Visual-Kinematics Graph Learning for Procedure-agnostic Instrument Tip Segmentation in Robotic Surgeries

paper_url: http://arxiv.org/abs/2309.00957
repo_url: None
paper_authors: Jiaqi Liu, Yonghao Long, Kai Chen, Cheuk Hei Leung, Zerui Wang, Qi Dou
for: precisely segmenting surgical instrument tips to enable downstream applications in robotic surgery, such as skill assessment, tool-tissue interaction, and deformation modeling, as well as surgical autonomy.
methods: a novel visual-kinematics graph learning framework that encodes relational features of instrument parts from both image and kinematics, and a cross-modal contrastive loss to incorporate robust geometric prior from kinematics to image for tip segmentation.
results: the proposed multi-modal segmentation method significantly outperformed current image-based state-of-the-art approaches, exceeding averagely 11.2% on Dice, on a private paired visual-kinematics dataset including multiple procedures.

Abstract
Accurate segmentation of surgical instrument tip is an important task for enabling downstream applications in robotic surgery, such as surgical skill assessment, tool-tissue interaction and deformation modeling, as well as surgical autonomy. However, this task is very challenging due to the small sizes of surgical instrument tips, and significant variance of surgical scenes across different procedures. Although much effort has been made on visual-based methods, existing segmentation models still suffer from low robustness thus not usable in practice. Fortunately, kinematics data from the robotic system can provide reliable prior for instrument location, which is consistent regardless of different surgery types. To make use of such multi-modal information, we propose a novel visual-kinematics graph learning framework to accurately segment the instrument tip given various surgical procedures. Specifically, a graph learning framework is proposed to encode relational features of instrument parts from both image and kinematics. Next, a cross-modal contrastive loss is designed to incorporate robust geometric prior from kinematics to image for tip segmentation. We have conducted experiments on a private paired visual-kinematics dataset including multiple procedures, i.e., prostatectomy, total mesorectal excision, fundoplication and distal gastrectomy on cadaver, and distal gastrectomy on porcine. The leave-one-procedure-out cross validation demonstrated that our proposed multi-modal segmentation method significantly outperformed current image-based state-of-the-art approaches, exceeding averagely 11.2% on Dice.

摘要
importante任务是正确分 segmentation of surgical instrument tip 是为 robotic surgery 下的下游应用，如技能评估、工具与组织之间的互动和变形模型，以及自动手术。然而，这项任务很有挑战性，因为外科工具的小小大小，以及不同手术过程中的重要差异。虽然很多努力已经在可见基于方法上，但现有的分 segmentation 模型仍然受到低稳定性的影响，因此在实践中不可用。幸好，机械系统的遥感数据可以提供可靠的前提，即工具的位置信息，这些信息不受不同手术类型的影响。为了利用这些多Modal信息，我们提议了一种新的可见-遥感图学学习框架，确定外科工具的末端部分。特别是，我们提出了一种图学学习框架，用于编码外科工具的关系特征从图像和机械数据中。接着，我们设计了一种交叉模式对比损失函数，以实现从机械数据中获得稳定的几何先验。我们在私人的对应视觉-机械数据集上进行了实验，包括多种手术类型，例如肾脏摘除、全部肠脏除、肠脏嵌入和胃部摘除。

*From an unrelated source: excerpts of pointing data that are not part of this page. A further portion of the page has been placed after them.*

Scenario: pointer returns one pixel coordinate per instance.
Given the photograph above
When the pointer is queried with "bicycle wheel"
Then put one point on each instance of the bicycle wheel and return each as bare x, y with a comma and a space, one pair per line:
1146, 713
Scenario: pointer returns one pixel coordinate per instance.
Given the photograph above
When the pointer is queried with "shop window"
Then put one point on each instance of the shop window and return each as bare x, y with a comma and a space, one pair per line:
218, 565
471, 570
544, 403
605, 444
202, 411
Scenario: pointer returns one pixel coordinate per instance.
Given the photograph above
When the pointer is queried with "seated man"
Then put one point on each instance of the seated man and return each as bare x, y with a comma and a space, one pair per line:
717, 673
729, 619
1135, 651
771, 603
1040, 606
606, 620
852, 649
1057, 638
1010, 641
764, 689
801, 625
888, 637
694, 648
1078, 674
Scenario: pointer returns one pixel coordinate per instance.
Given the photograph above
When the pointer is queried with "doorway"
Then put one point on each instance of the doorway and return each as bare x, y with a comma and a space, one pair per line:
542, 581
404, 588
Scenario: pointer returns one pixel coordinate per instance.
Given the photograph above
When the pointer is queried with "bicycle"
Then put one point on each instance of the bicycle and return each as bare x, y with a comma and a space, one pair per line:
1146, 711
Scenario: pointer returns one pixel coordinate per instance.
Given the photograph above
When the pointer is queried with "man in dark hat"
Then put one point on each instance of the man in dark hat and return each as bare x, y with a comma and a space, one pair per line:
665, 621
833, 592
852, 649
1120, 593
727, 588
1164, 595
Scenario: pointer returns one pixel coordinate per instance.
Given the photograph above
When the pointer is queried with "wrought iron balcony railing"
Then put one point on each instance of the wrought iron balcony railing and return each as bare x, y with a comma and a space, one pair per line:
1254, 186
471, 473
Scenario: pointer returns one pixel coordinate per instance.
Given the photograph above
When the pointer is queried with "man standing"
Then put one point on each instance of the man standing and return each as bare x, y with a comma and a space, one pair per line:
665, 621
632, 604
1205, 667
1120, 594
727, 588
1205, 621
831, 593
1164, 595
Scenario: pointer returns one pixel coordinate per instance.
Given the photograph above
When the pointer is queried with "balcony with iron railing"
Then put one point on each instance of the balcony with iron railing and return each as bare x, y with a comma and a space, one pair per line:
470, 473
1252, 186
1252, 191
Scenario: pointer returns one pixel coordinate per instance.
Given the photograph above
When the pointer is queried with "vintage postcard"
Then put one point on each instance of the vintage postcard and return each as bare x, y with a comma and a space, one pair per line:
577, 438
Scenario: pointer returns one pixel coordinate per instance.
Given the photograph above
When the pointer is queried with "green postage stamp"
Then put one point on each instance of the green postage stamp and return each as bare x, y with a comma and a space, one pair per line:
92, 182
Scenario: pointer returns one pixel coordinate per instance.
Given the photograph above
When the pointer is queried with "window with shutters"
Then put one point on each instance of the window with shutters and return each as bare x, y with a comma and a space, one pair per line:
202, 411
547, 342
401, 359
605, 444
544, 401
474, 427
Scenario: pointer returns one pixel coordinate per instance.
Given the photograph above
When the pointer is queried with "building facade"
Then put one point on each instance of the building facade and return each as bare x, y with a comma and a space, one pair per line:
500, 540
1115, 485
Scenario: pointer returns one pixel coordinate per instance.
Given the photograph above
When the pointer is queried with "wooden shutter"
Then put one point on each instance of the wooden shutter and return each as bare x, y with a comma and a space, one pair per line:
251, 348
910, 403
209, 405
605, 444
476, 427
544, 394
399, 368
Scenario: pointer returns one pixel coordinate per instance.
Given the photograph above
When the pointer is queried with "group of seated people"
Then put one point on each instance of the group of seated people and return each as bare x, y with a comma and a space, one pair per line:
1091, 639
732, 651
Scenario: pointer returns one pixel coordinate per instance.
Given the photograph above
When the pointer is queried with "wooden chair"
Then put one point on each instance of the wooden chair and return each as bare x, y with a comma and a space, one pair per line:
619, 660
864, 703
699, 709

我们使用了留下一个手术类型的交叉验证，并显示了我们提议的多Modal分 segmentation 方法在对比现有图像基于状态先验的方法时，平均性能提高了11.2%的Dice。

Bridge Diffusion Model: bridge non-English language-native text-to-image diffusion model with English communities

paper_url: http://arxiv.org/abs/2309.00952
repo_url: None
paper_authors: Shanyuan Liu, Dawei Leng, Yuhui Yin
for: 本研究旨在提出一种能够兼顾非英语语言本土特征和英语TTI社区的新型模型结构，以解决英语世界中心训练数据带来的模型偏见问题。
methods: 该模型结构称为“桥接干扰模型”（BDM），具有脊梁支网络结构，能够同时学习非英语语言 semantics 和英语 TTI 社区的 latent space 兼容性。
results: 经验表明，BDM 可以不仅生成准确表达非英语语言 semantics 的图像，还可以与多种英语 TTI 插件相容，如不同的检查点、LoRA、ControlNet、Dreambooth 等等。此外，BDM 还可以同时生成 combine 非英语 native 和英语 native semantics 的内容，促进文化交流。

Abstract
Text-to-Image generation (TTI) technologies are advancing rapidly, especially in the English language communities. However, English-native TTI models inherently carry biases from English world centric training data, which creates a dilemma for development of other language-native TTI models. One common choice is fine-tuning the English-native TTI model with translated samples from non-English communities. It falls short of fully addressing the model bias problem. Alternatively, training non-English language native models from scratch can effectively resolve the English world bias, but diverges from the English TTI communities, thus not able to utilize the strides continuously gaining in the English TTI communities any more. To build non-English language native TTI model meanwhile keep compatability with the English TTI communities, we propose a novel model structure referred as "Bridge Diffusion Model" (BDM). The proposed BDM employs a backbone-branch network structure to learn the non-English language semantics while keep the latent space compatible with the English-native TTI backbone, in an end-to-end manner. The unique advantages of the proposed BDM are that it's not only adept at generating images that precisely depict non-English language semantics, but also compatible with various English-native TTI plugins, such as different checkpoints, LoRA, ControlNet, Dreambooth, and Textual Inversion, etc. Moreover, BDM can concurrently generate content seamlessly combining both non-English native and English-native semantics within a single image, fostering cultural interaction. We verify our method by applying BDM to build a Chinese-native TTI model, whereas the method is generic and applicable to any other language.

摘要
文本到图像生成（TTI）技术在英语社区中进步快速，但英语原生TTI模型带有英语世界中心训练数据的偏见问题。一种常见的选择是使用翻译后的非英语样本来微调英语原生TTI模型，但这并不能完全解决模型偏见问题。 Alternatively, 从scratch来训练非英语语言原生TTI模型可以有效解决英语世界偏见问题，但是这会与英语TTI社区分离，无法再利用英语TTI社区的成果。为建立非英语语言原生TTI模型，同时保持与英语TTI社区的兼容性，我们提出了一种新的模型结构， referred to as "Bridge Diffusion Model" (BDM)。我们的提议的BDM模型采用了后脊架-分支网络结构，通过练习非英语语言 semantics 来学习非英语语言 semantics，并保持与英语原生TTI脊架兼容的粒子空间，从而实现了端到端的学习。BDM模型具有以下优点：一是能够准确地描述非英语语言 semantics，二是可以与英语原生TTI插件（如不同的检查点、LoRA、ControlNet、Dreambooth、Textual Inversion等）兼容，三是能够同时生成 combining both non-English native and English-native semantics within a single image，激发文化交流。我们验证了我们的方法，通过应用BDM模型来建立一个中文原生TTI模型，而这种方法是通用的，可以应用于任何其他语言。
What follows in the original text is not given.